BIO
Coming from a background of theatrical entertainment lighting design, I am currently a PhD candidate in English with a focus in Rhetoric and Composition studies at Georgia State University in Atlanta, and I’m a graduate of the English MA program at Middle Tennessee State University. My particular scholarly interests, though varied, center around rhetoric in film, television, and popular culture. My Master’s thesis, directed by the late Dr. David Lavery, focused on the grotesque in Sofia Coppola’s “Young Girls” trilogy of films.

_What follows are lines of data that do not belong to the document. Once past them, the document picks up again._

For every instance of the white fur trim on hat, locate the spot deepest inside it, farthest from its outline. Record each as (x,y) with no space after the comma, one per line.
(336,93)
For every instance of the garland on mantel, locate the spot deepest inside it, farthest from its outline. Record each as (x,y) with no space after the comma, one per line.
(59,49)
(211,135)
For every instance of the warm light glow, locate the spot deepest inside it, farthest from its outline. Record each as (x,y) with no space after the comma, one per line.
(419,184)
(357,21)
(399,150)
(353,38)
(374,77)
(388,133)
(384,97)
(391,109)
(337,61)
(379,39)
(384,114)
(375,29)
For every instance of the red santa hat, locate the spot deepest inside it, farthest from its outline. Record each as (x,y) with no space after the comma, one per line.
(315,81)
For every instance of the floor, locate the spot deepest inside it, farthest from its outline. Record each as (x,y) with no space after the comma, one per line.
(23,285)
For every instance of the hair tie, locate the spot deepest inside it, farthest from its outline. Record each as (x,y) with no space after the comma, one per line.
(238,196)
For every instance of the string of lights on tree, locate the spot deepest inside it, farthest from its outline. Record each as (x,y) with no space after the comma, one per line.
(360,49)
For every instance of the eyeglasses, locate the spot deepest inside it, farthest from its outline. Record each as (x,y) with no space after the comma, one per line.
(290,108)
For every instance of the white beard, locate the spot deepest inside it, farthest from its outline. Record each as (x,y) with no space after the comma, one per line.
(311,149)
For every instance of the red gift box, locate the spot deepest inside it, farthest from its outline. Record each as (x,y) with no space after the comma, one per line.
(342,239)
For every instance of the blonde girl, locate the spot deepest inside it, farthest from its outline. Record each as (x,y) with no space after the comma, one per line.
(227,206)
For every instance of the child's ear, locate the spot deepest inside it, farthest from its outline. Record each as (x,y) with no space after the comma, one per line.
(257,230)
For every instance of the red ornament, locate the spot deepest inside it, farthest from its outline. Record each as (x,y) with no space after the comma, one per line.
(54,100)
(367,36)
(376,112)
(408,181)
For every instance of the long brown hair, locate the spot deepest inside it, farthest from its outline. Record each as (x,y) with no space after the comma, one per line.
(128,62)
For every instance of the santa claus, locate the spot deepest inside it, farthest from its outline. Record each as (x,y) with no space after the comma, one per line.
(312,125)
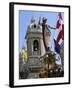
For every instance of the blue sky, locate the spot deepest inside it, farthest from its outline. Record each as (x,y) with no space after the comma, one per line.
(24,21)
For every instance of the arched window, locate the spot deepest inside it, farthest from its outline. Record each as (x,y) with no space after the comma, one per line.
(35,45)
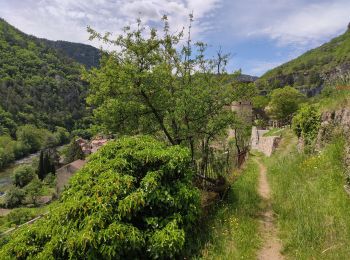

My background in theatrical design deeply informs my work with visual culture. I have published work on such varied topics as Get Out, Justified and Cabin in the Woods, and I was a featured plenary speaker at the 2016 Slayage Conference on the Whedonverses in London, England. I have presented my research at regional, national, and international academic conferences and I am particularly active in the Whedon Studies Association, the Popular Culture Association, and the Popular Culture Association of the South.
My admittedly varied research interests include cult media, the grotesque and the southern gothic, horror film and television, visual and sonic rhetoric, and queer and feminist studies; I am particularly interested in where these modes and methods intersect in order to interrogate normative identity structures in fascinating and complex ways. My doctoral dissertation, which is currently in progress, focuses on rhetoric in contemporary queer horror television.
I also currently serve as the Associate Director of The Writing Studio @ Georgia State University, where our staff of over 40 peer tutors serves the entire University community at all stages of writing.
Like many academics, I am overly fond of both cats and coffee.